Can Inexpressive Tools Keep Us Honest?

04 Dec 2016

Programmers often lament the tower of babel that a modern software stack has become. It’s been a long time since an individual has had any hope of understanding all of the software that is running on their computer. For folks who value simplicity of implementation, this can be a hard thing to come to grips with.

From a pragmatic perspective, we deal with the situation in a number of ways:

  1. Ideally, don’t make it worse, at least any more than we have to to get stuff done.
  2. Keep things modular, so we can get stuff done without having to think about the whole system.
  3. Build ever more powerful tools that let us manage the complexity, and do harder things successfully.

(3) has the serious drawback of exacerbating the issue, but at the same time, good tools can help us build more reliable software in less time. That’s a hard thing to argue with when you’re working on a project with goals other than simplicity.

When discussing the C programming language, I’ve often heard programmers say it “keeps them honest.” C isn’t terribly great for building abstractions, so working with it successfully requires straightforward design and implementation, or so the story goes.

Part of the straighforwardness they discuss is not just of the code itself, but of the runtime and all of the dependencies needed to express it – garbage collection may make it easier to write programs whose source is “simple,” but arguably the whole edifice ends up being much more complex.

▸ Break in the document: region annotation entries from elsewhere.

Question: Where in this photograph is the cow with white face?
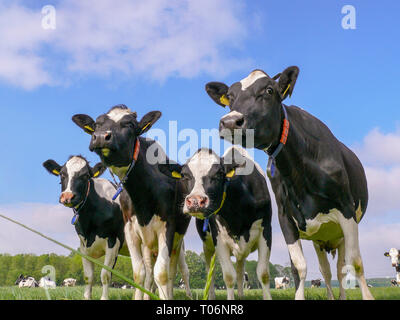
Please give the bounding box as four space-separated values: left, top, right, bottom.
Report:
15 274 39 288
39 277 57 289
72 105 190 299
159 147 271 300
384 248 400 285
43 156 129 300
206 66 373 299
274 277 290 289
62 278 76 287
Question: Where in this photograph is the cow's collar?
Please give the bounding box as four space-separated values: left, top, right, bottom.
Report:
264 103 290 178
110 138 140 200
203 177 232 232
71 179 91 225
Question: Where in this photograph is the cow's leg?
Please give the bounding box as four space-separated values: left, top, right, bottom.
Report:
216 241 236 300
178 241 192 298
339 215 374 300
203 239 215 300
124 221 146 300
313 241 335 300
337 240 346 300
142 245 154 300
154 232 170 300
257 236 272 300
277 210 307 300
288 239 307 300
81 252 94 300
168 232 183 299
236 259 245 299
100 239 120 300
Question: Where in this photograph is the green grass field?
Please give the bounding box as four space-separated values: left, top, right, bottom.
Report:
0 286 400 300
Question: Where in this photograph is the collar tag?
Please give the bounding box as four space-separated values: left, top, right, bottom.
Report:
110 138 140 201
71 213 79 226
112 185 122 201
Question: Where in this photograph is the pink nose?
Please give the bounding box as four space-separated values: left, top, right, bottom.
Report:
186 195 208 209
60 192 75 204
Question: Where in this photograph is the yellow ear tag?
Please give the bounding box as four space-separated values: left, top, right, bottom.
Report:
219 94 229 106
84 126 94 132
142 122 151 131
171 171 182 179
282 83 290 97
226 169 235 178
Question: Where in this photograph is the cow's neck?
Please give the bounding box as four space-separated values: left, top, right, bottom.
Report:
120 138 172 225
272 108 306 181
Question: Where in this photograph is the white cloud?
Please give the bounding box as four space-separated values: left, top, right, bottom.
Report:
353 128 400 167
352 128 400 218
0 0 247 89
0 203 79 255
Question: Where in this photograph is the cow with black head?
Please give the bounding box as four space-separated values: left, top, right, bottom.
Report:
159 147 272 300
206 66 373 299
43 156 129 300
72 105 190 299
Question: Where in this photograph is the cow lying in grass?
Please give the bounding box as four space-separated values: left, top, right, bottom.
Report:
72 105 190 299
15 274 39 288
384 248 400 285
159 147 271 300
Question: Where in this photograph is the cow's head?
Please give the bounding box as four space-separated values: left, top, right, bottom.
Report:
158 148 244 219
72 105 161 167
15 274 25 285
384 248 400 267
43 156 106 207
206 66 299 149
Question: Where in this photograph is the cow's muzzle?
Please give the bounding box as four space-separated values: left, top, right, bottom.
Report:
60 192 75 207
89 130 112 151
219 112 245 131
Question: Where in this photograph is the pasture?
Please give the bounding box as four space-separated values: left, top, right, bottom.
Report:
0 286 400 300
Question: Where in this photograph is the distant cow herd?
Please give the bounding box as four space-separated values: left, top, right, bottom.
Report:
17 67 398 299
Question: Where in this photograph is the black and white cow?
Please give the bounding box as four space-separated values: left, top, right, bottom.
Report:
206 67 373 299
43 156 128 300
274 277 290 289
62 278 76 287
15 274 39 288
311 279 321 288
384 248 400 285
72 105 190 299
159 147 271 300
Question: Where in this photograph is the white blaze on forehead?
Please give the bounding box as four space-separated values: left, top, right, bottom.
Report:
240 70 267 91
187 150 220 196
107 108 133 122
63 157 86 192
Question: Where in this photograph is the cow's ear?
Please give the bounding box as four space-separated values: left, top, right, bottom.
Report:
72 114 95 134
138 111 161 135
158 161 182 179
91 162 107 178
206 82 229 107
274 66 300 101
43 159 62 176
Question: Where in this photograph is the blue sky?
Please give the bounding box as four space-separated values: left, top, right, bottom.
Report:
0 0 400 273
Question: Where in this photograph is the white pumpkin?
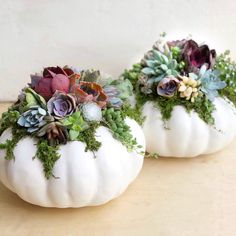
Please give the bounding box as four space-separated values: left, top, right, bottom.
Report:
143 98 236 157
0 118 145 208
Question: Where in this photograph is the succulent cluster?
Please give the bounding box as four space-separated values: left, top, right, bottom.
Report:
0 66 140 178
123 35 236 123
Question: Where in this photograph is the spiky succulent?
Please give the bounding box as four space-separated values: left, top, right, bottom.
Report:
198 66 226 101
81 102 102 122
17 106 47 133
47 91 76 119
103 78 133 108
142 50 179 82
80 69 101 82
37 122 69 146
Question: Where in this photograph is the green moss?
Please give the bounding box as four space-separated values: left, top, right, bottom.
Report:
35 138 60 179
103 108 141 152
154 96 215 125
0 126 27 160
77 123 101 152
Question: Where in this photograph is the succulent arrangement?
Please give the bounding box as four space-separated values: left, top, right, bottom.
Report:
0 66 142 178
121 34 236 125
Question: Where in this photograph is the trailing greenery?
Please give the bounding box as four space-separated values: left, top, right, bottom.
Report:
0 109 20 135
35 138 60 179
0 123 27 160
122 63 142 87
120 105 144 125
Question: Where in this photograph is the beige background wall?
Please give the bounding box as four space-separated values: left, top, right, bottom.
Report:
0 0 236 101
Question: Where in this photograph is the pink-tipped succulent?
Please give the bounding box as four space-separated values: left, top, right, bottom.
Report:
157 75 180 98
71 81 108 108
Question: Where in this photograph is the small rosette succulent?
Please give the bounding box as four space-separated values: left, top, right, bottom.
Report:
17 106 47 133
30 67 73 100
157 76 180 98
37 122 69 146
71 81 107 108
198 66 227 101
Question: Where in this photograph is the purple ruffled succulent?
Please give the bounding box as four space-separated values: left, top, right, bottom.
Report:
157 76 180 97
47 92 76 119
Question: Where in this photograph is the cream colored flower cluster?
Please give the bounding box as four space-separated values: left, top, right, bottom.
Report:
178 76 202 102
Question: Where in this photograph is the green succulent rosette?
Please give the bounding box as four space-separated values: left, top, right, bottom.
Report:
0 66 141 178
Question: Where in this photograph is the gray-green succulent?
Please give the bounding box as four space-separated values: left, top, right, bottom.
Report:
17 105 47 133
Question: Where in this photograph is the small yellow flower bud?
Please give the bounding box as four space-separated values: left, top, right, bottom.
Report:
183 76 189 84
184 87 193 97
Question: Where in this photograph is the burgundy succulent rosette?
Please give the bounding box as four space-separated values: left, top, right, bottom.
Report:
0 66 135 146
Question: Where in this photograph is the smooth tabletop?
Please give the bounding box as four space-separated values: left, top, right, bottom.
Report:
0 104 236 236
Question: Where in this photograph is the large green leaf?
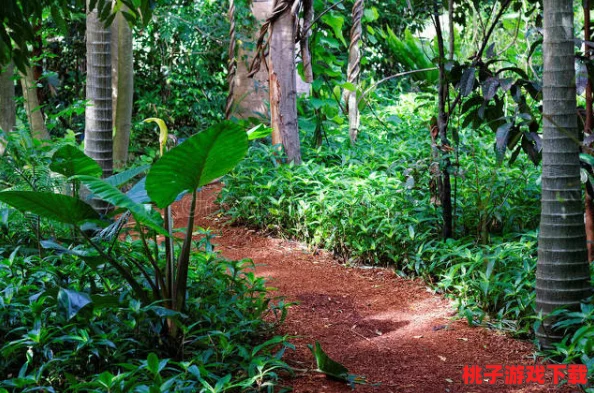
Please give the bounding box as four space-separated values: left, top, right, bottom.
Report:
105 165 150 187
146 121 248 208
0 191 99 224
76 176 167 236
58 288 92 320
50 145 103 177
307 341 367 389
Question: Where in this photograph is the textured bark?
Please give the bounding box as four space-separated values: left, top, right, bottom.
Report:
85 0 113 177
300 0 314 83
536 0 592 347
268 0 301 164
20 67 50 139
111 12 134 168
584 0 594 262
225 0 237 119
448 0 456 60
433 6 453 239
0 63 16 132
346 0 365 145
233 0 272 121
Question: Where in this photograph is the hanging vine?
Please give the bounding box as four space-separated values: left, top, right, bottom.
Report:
225 0 237 119
347 0 364 144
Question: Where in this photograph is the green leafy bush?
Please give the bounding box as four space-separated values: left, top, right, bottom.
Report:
221 95 539 334
0 239 290 392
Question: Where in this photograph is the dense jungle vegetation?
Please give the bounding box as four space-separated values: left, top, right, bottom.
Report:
0 0 594 393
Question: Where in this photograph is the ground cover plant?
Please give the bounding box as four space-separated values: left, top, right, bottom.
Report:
0 123 290 392
0 0 594 393
221 89 560 337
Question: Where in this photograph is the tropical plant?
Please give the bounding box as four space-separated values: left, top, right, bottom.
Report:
0 122 261 336
536 0 592 347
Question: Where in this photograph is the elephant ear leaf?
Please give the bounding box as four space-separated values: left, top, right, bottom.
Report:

Donald Knuth famously uses an assembly language in TAOCP, and part of his rationale is essentially this last point:

One of the principal goals of my books is to show how high-level constructions are actually implemented in machines, not simply to show how they are applied. I explain coroutine linkage, tree structures, random number generation, high-precision arithmetic, radix conversion, packing of data, combinatorial searching, recursion, etc., from the ground up.

In other words, to understand the algorithms you need to understand what they actually do, and so much complexity is implicit in higher level languages.

There’s a lot to dig into there, but in this post I wanted to share an experience I’m having. As I work on the layout DSL that I mentioned last time, I’m trying to be careful to keep the grammar straightforward. I want alternate implementations to be realistic, and this isn’t the case with some languages.

I’m using Haskell to prototype the language. Haskell is one of the nicest languages you could ask for when it comes to writing parsers. The Parsec library is one of the things people relatively new to Haskell tend to rave about. It makes writing parsers a cinch, often even for complicated context-sensitive grammars.

So I have to be careful.

I don’t want the language to require such a powerful tool to parse. Part of how I’ve been achieving this is by writing a spec alongside the tool, and forcing myself to specify the grammar in EBNF, which is much more modest in it’s power and flexibility. Writing the spec at the same time is a good way to avoid having the language definition just be “whatever the reference implementation does,” which is the case with too many things.

This isn’t a general purpose programming language, so all of my bad experiences may not translate exactly. But writing something that’s too complicated to write again is something I’m wary of, and I’m finding that there’s at least some truth to the notion that less powerful tools can keep us honest.